Глокта хватил ртом воздух.
— Что вы… бргх-х-х-х!..
Снова в темноту, невольно выпустив весь воздух, что успел втянуть в легкие.
«Кто бы это ни был… они дают мне дышать. Не убивают. Хотят размягчить для допроса. Я бы даже посмеялся над иронией судьбы… только воздуха нет…»
Глокта принялся биться в стенки ванны и сучить ногами. Без толку. Рука, что держала его за загривок, казалось, было сделана из стали.
«Не дышать… не дышать… не дышать!»
Он уже начал втягивать в себя большой глоток грязной воды, когда его снова дернули назад и бросили на пол. Глокта кашлял, пытался дышать и блевал водой одновременно.
— Ты — Глокта? — отрывисто прозвучал женский голос с сильным кантийским акцентом.

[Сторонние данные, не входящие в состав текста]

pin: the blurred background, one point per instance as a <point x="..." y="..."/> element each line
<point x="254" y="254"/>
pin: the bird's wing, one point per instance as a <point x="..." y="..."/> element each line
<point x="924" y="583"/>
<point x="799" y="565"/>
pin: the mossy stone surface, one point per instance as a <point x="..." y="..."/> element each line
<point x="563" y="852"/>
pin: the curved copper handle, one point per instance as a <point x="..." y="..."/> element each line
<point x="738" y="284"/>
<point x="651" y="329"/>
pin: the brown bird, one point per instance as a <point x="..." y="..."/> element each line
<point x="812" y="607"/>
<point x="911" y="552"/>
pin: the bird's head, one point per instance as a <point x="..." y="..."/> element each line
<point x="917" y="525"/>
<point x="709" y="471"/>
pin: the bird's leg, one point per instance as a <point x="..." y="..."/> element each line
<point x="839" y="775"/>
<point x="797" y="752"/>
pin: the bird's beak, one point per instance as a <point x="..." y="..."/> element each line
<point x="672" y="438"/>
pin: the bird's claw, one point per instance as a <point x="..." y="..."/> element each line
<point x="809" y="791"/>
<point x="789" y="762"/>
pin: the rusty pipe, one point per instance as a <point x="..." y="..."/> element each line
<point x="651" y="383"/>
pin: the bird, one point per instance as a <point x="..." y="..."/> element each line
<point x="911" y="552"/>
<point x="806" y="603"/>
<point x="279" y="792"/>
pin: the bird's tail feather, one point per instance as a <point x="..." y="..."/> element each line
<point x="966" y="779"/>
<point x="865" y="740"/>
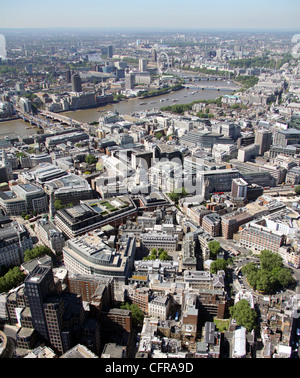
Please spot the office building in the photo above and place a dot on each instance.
(247, 153)
(239, 188)
(211, 223)
(263, 138)
(38, 286)
(26, 198)
(142, 65)
(256, 236)
(76, 82)
(231, 222)
(129, 80)
(92, 214)
(49, 235)
(69, 189)
(159, 306)
(157, 240)
(58, 317)
(14, 241)
(91, 255)
(284, 138)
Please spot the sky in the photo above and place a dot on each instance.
(152, 14)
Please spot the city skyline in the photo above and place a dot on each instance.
(177, 14)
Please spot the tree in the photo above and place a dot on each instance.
(219, 264)
(136, 313)
(176, 195)
(164, 256)
(214, 248)
(270, 275)
(58, 205)
(91, 159)
(37, 251)
(13, 278)
(243, 314)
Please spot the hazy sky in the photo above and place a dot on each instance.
(154, 14)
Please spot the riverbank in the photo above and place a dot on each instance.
(9, 119)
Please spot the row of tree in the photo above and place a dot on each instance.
(160, 254)
(14, 277)
(269, 275)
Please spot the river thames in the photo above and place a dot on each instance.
(183, 96)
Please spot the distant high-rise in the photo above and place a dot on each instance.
(38, 285)
(129, 80)
(264, 139)
(76, 83)
(142, 65)
(2, 47)
(109, 51)
(155, 56)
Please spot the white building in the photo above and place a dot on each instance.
(239, 343)
(159, 306)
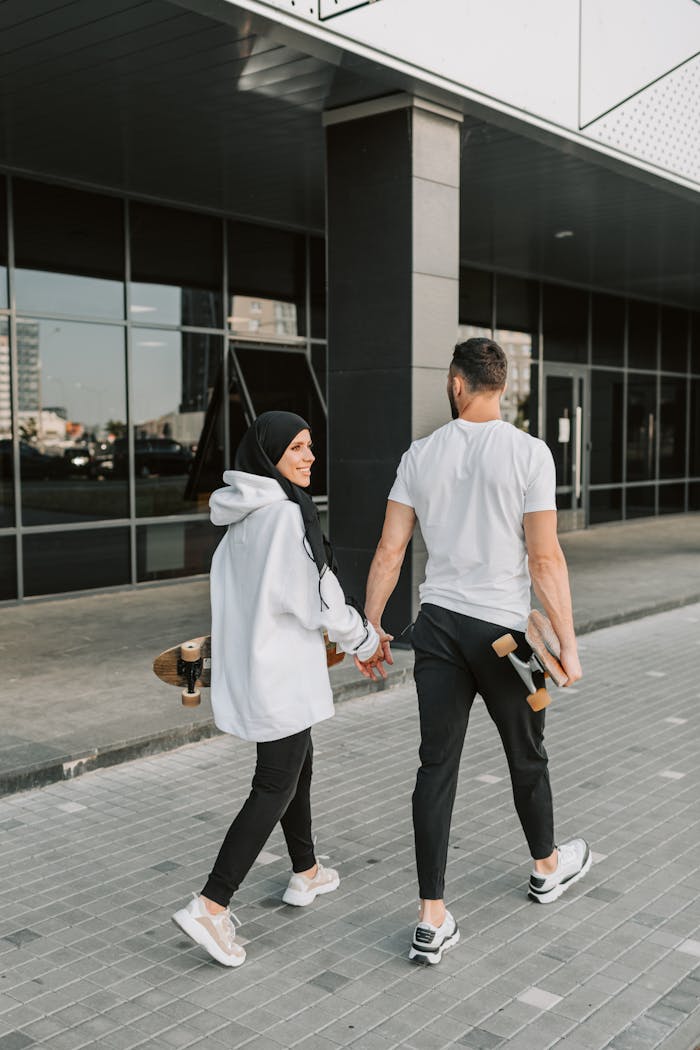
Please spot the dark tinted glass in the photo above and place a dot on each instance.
(517, 303)
(267, 281)
(641, 427)
(642, 330)
(58, 562)
(71, 411)
(640, 501)
(179, 549)
(606, 505)
(7, 568)
(672, 499)
(672, 428)
(607, 394)
(177, 420)
(475, 297)
(608, 330)
(69, 251)
(695, 342)
(674, 339)
(565, 323)
(318, 286)
(3, 244)
(282, 380)
(6, 457)
(176, 267)
(695, 428)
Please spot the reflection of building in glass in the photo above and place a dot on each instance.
(264, 318)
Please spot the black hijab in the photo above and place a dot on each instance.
(262, 446)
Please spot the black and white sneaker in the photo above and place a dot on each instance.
(429, 941)
(573, 863)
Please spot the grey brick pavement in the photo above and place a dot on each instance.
(91, 869)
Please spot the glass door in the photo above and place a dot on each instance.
(566, 433)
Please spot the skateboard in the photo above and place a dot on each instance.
(544, 662)
(189, 665)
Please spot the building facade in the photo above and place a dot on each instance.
(208, 210)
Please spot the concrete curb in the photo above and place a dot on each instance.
(67, 767)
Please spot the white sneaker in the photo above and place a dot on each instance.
(216, 933)
(429, 941)
(573, 862)
(302, 890)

Женщина присела перед ним на корточки, положив на колени длинные смуглые руки. Мужская рубашка мешком висела на плечах незнакомки, мокрые закатанные рукава липли к тощим запястьям. Коротко стриженные черные волосы торчали сальными пучками-локонами. Через жестокое лицо тянулся тонкий бледный шрам, на губах застыл угрюмый изгиб, однако по-настоящему настораживали глаза: они мерцали желтым огнем в слабом свете из коридора.
«Неудивительно, почему Секутор так неохотно отправился за ней шпионить. Следовало его послушать».
— Ты — Глокта?
Отпираться смысла не было, и потому он, утерев с подбородка слюну, тряхнул головой.
— Да, я — Глокта.
— Зачем ты следишь за мной?
Глокта через боль принял сидячее положение.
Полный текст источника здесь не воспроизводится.